Der Logiker Kurt Gödel (1906–1978) erschütterte in den 1930er Jahren die Grundfesten der Mathematik, als er seine »Unvollständigkeitssätze« vorstellte. Sie besagen, dass es in jedem mathematischen System zwangsläufig Aussagen gibt, die sich weder beweisen noch widerlegen lassen. Damit ist das Fach dazu verdammt, unvollständig zu sein. Das war anfangs ein Schock, aber die meisten Fachleute hofften, es handle sich um eine rein akademische Sonderheit, die keine praktischen Auswirkungen haben würde. Doch sie irrten sich.

Eines der berühmtesten Beispiele für eine unentscheidbare Aussage ist das Halteproblem aus der theoretischen Informatik, wie der britische Mathematiker Alan Turing 1937 zeigte. In moderner Form besagt es, dass es keinen Rechner gibt, der für sämtliche Algorithmen beurteilen kann, ob ein sie ausführender Computer jemals mit der Arbeit fertig wird. Als Turing das Halteproblem formulierte, gab es noch keine Computer, wie wir sie kennen. Deswegen fußt seine Argumentation auf dem theoretischen Modell eines solchen, einer so genannten Turingmaschine. Diese besteht aus einem unendlich langen Band, auf dem Symbole verzeichnet sind, und einem Schreib- und Lesekopf, der die Symbole des Bands ausliest und gegebenenfalls überschreibt. Wie sich herausstellt, kann eine solche Turingmaschine alle möglichen Algorithmen ausführen, so wie unsere Computer.

Turingmaschine

Möchte man beweisen, dass eine Aussage unentscheidbar ist, greift man in der Theorie häufig auf Turingmaschinen zurück. Man versucht, das zu untersuchende System mit einer Turingmaschine zu identifizieren und zu zeigen, dass die betreffende Aussage in diesem Bild dem Halteproblem entspricht. Das hatte auch Robert Berger, Wangs Doktorand, gemacht, um zu beweisen, dass das Domino-Problem unentscheidbar ist. Er hatte die Funktionen einer Turingmaschine (Auslesen, Beschreiben und Verschieben des Bands) mit Kachelungen identifiziert. Zum Beispiel: Das Anlegen einer Fliese mit rotem rechtem Rand an eine andere mit rotem linkem Rand entspricht im Bild der Turingmaschine dem Verschieben des Bands. Auf diese Weise konnte Berger ein System konstruieren, bei dem die Fliesen genau dann die ganze Ebene bedecken, wenn die dazugehörige Turingmaschine niemals hält und für immer weiterrechnet. Damit müsste man das Halteproblem lösen, um das Domino-Problem zu entscheiden.

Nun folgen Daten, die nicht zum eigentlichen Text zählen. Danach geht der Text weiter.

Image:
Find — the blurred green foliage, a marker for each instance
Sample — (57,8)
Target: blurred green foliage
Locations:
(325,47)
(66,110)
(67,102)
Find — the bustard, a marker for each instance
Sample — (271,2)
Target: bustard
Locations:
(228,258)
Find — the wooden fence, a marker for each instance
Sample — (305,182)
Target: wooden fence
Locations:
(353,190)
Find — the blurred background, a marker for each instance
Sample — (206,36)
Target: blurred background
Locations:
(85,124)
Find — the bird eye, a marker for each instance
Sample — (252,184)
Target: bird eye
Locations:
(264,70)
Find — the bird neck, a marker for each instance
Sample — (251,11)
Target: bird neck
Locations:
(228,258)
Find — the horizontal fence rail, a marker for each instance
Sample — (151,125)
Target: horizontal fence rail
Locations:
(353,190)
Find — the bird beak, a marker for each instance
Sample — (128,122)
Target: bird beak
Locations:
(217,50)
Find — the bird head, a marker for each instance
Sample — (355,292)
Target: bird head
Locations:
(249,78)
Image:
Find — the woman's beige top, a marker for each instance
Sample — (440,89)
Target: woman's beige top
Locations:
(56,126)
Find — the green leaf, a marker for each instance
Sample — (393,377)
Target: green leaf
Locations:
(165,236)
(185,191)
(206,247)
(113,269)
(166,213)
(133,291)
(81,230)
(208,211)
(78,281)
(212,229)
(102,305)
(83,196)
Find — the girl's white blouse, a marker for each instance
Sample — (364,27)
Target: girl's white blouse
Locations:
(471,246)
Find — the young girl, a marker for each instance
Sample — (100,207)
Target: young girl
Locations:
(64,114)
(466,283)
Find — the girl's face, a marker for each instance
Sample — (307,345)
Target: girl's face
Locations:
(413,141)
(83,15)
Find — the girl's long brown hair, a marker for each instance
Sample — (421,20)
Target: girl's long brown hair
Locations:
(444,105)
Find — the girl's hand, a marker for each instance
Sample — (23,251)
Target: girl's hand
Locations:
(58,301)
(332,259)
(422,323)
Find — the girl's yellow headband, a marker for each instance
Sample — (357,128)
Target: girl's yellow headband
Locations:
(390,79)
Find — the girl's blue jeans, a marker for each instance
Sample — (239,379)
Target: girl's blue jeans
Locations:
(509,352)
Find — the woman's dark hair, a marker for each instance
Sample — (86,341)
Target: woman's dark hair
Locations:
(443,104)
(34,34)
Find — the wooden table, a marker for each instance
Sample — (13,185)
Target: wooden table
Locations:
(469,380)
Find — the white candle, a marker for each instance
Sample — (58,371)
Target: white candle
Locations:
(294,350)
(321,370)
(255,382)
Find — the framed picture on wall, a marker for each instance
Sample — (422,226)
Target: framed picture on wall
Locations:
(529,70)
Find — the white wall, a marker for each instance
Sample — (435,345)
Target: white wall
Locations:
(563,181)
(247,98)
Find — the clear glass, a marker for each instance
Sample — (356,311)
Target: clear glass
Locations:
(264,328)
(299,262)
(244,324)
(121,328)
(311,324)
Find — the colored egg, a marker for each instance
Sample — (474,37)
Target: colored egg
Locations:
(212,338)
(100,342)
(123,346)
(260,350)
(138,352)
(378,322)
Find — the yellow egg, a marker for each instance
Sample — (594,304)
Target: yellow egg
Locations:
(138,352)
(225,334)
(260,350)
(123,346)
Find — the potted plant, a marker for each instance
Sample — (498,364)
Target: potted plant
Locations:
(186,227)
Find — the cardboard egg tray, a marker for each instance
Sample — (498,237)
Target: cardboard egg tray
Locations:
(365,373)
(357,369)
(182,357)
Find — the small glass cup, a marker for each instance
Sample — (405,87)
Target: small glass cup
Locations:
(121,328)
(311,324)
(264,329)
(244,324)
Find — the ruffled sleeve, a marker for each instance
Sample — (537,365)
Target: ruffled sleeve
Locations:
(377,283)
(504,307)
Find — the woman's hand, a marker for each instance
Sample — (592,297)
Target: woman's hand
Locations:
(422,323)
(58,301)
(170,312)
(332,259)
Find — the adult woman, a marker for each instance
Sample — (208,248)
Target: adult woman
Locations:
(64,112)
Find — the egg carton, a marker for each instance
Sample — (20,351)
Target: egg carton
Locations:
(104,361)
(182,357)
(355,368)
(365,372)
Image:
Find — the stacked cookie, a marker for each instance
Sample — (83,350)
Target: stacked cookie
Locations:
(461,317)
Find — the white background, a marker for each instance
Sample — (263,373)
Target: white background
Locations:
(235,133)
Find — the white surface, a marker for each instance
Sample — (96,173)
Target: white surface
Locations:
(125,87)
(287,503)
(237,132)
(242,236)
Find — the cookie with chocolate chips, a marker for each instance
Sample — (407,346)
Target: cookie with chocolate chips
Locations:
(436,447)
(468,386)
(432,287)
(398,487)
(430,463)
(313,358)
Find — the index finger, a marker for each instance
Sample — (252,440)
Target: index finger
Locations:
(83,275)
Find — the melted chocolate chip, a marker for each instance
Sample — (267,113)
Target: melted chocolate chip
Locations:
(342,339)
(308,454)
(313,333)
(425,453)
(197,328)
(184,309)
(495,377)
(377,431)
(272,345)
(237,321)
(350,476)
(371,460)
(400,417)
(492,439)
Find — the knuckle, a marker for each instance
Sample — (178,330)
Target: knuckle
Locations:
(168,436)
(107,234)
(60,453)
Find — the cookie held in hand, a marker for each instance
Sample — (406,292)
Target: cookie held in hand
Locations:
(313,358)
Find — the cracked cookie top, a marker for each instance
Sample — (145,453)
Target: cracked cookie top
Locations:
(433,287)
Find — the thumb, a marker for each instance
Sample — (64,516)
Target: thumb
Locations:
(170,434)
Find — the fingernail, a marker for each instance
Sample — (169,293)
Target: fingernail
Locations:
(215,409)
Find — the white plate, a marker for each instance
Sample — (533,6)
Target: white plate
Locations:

Dass riesige Kachelsätze komplex genug sind, um die Funktionen einer Turingmaschine zu codieren, erscheint noch nachvollziehbar. Damit stellt sich allerdings die Frage, ob auch kleinere Mengen von Fliesen – vor allem eine einzige Kachel – genug Komplexität mit sich bringen, um zu unentscheidbaren Aussagen zu führen. Wie Terence Tao und Rachel Greenfeld 2023 in einer noch nicht veröffentlichten Arbeit zeigen konnten, ist das in der Tat so. Damit gibt es einzelne Steine, für die sich niemals bestimmen lässt, ob sie einen Raum lückenlos ausfüllen können.

Die periodische Kachelvermutung

Doch der Weg zu diesem Ergebnis war lang – und keineswegs geradlinig. 2019 kam Greenfeld als Postdoc an die UCLA in die Arbeitsgruppe des renommierten Mathematikers Terence Tao, der 2006 die Fields-Medaille erhielt, eine der bedeutendsten Auszeichnungen des Fachs. Sie und Tao hatten zuvor unabhängig voneinander an einem Problem aus dem Bereich der harmonischen Analysis gearbeitet, das mit Parkettierungen zusammenhängt. Dabei hatten sie viele neue Methoden entwickelt, von denen sie hofften, sie im Gebiet der Kachelungen nutzen zu können.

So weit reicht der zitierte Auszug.